Saturday, January 8, 2011

Finite State Transducers, Part 2

In my last post, I described a cool incremental algorithm for building an FST from pre-sorted input/output pairs, and how we're folding it into Lucene.

Progress! The patch on LUCENE-2792 is now committed to Lucene's trunk (eventually 4.0), so that we now use an FST to hold all terms in RAM for the SimpleText codec.

This was a great step forward, and it added the raw low-level infrastructure for building and using FSTs. But, it's really just a toy usage, since the SimpleText codec is not for production use.

I'm happy to report even more progress: we finally have a "real" usage for FSTs in Lucene! With LUCENE-2843 (now committed), we use an FST to hold the terms index in RAM.

Many operations in Lucene require looking up metadata for a requested term. This information includes the number of documents containing the term, file pointers into postings files that actually store the docIDs and positions, etc. Because there could be many unique terms, all this term metadata resides on-disk in the terms dictionary file (_X.tis).

Looking up a term is then a two-step process. First, we consult the terms index, which resides entirely in RAM, to map the requested term to a file pointer in the terms dictionary file. Second, we scan the terms in the on-disk terms dictionary file starting from that file pointer, to look for an exact match.

Certain queries, such as TermQuery, need only one exact term lookup. Others, such as FuzzyQuery or the new, very cool automaton spellchecker, which does not require a separate spellchecker index, perform many term lookups (potentially millions).

Before LUCENE-2843, in trunk, the terms index used packed byte[] and int[] arrays. In fact, this was already a huge improvement over the terms index in 3.0, but is still more wasteful than an FST since each term was stored in fully expanded form, while the FST shares common prefixes and suffixes. Getting this working also required adding separate seekFloor and seekCeil methods to the FSTEnum classes (like a SortedMap<T>).

To test this, I indexed the first 10 million 1KB documents derived from Wikipedia's English database download. The resulting RAM required for the FST was ~38% - 52% smaller (larger segments see more gains, as the FST "scales up" well). Not only is the RAM required much lower, but term lookups are also faster: the FuzzyQuery united~2 was ~22% faster.
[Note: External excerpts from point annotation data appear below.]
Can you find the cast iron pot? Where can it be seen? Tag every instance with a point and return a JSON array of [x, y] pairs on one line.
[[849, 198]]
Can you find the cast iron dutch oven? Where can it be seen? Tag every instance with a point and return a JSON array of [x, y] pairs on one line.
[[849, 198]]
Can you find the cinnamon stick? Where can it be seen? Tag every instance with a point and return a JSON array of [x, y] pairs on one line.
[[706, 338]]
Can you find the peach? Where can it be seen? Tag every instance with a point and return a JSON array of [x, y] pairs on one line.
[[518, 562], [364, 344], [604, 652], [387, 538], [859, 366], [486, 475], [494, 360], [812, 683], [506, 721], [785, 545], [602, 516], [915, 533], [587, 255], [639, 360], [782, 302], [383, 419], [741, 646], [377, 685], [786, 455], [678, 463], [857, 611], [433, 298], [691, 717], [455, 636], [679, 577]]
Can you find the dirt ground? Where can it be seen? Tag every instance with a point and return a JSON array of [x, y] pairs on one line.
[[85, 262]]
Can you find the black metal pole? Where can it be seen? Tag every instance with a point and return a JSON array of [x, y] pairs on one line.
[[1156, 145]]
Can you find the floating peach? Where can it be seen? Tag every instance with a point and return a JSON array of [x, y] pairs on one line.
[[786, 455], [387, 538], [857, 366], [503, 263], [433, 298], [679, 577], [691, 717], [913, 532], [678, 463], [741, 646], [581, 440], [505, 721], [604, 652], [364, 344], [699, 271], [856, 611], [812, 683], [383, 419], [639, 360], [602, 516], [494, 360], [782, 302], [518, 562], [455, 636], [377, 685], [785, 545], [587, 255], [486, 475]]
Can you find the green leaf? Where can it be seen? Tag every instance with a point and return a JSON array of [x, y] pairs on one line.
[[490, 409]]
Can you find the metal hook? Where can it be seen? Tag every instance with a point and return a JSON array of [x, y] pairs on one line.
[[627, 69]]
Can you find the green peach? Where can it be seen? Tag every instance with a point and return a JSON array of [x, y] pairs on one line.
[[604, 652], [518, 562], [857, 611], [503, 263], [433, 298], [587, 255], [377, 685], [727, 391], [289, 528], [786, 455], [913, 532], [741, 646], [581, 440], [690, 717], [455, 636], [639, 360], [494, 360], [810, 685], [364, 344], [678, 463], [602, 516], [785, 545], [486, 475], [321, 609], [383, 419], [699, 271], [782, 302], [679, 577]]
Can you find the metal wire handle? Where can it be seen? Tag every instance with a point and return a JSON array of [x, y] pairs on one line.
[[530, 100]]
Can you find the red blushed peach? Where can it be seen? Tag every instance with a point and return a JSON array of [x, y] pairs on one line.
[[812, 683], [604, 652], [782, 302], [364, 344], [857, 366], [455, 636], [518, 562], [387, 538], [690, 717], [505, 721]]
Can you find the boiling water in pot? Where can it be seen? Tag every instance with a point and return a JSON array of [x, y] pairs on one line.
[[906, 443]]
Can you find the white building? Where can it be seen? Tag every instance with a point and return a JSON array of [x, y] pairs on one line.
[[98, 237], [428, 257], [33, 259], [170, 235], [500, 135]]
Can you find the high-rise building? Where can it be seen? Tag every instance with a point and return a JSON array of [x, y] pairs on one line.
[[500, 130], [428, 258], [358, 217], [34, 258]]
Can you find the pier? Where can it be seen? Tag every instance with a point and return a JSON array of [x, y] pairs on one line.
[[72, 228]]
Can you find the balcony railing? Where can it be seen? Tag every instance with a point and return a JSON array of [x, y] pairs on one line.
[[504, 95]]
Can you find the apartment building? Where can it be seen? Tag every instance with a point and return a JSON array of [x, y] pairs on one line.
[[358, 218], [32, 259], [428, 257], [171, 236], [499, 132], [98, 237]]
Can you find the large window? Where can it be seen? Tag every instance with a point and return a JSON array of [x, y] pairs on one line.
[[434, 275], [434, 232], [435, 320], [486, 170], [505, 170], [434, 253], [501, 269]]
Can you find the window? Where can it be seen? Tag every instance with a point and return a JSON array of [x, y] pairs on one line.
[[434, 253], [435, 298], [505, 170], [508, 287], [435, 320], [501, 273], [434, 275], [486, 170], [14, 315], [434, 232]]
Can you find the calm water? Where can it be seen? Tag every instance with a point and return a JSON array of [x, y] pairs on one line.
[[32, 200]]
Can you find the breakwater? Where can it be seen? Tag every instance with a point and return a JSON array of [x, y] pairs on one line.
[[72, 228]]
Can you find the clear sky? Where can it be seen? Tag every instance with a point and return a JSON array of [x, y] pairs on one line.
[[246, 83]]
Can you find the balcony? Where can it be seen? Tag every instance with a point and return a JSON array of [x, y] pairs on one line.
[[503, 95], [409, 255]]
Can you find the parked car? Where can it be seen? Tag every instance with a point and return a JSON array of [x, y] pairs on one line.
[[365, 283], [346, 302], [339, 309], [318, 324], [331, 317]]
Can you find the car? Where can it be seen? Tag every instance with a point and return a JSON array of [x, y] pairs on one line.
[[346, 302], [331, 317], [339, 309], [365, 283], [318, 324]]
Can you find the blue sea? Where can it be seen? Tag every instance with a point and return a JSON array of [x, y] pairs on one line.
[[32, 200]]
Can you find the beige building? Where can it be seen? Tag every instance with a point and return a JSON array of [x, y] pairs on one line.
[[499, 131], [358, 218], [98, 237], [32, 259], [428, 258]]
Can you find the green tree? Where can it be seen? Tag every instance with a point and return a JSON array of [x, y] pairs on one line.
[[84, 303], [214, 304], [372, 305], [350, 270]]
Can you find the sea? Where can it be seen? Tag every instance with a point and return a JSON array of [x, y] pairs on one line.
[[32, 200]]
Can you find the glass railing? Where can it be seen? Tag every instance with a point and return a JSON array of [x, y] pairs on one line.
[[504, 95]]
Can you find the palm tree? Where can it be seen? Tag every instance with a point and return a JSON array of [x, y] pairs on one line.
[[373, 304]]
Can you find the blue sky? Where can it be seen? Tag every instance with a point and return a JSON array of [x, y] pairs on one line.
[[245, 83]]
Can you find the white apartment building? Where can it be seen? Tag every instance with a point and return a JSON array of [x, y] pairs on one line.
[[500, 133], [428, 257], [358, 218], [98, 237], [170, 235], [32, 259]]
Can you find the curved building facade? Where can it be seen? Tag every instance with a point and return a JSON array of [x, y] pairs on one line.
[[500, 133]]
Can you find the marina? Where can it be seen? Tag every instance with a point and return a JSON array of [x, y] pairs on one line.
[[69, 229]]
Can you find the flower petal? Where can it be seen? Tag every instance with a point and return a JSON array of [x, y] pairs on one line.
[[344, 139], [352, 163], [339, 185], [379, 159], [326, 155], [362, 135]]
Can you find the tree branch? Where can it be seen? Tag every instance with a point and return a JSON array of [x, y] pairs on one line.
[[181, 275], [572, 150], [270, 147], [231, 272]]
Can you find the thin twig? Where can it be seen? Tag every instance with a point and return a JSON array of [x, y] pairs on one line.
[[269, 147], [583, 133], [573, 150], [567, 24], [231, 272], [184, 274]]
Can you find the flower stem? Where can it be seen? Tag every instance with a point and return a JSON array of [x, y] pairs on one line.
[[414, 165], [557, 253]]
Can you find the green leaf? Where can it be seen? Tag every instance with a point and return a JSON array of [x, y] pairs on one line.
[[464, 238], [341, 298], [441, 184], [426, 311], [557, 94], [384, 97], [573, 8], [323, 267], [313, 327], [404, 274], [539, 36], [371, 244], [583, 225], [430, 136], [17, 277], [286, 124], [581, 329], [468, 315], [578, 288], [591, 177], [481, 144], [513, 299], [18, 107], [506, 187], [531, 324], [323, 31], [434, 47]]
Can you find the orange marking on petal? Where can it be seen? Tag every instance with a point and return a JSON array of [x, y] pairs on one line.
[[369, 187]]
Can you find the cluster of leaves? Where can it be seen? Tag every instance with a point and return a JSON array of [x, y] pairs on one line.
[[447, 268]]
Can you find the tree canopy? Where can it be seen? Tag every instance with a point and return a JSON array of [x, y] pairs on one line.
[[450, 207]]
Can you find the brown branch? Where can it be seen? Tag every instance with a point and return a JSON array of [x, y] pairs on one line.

This is very much win/win, so we've made this terms index the default for all core codecs (the terms dictionary and terms index are pluggable, so its easy for other codecs to use this as well).

There are many other ways we can use FSTs in Lucene, and we've only just scratched the surface here. In fact, FSTs offers such a sizable RAM reduction that I think for many, but not all, apps it'd be realistic to avoid the two-step term lookup process entirely and simply hold the entire terms dictionary in RAM. This should make term lookup intensive queries potentially much faster, though we'd likely have to rework them to use different algorithms optimized for iterating directly through the terms as an FST.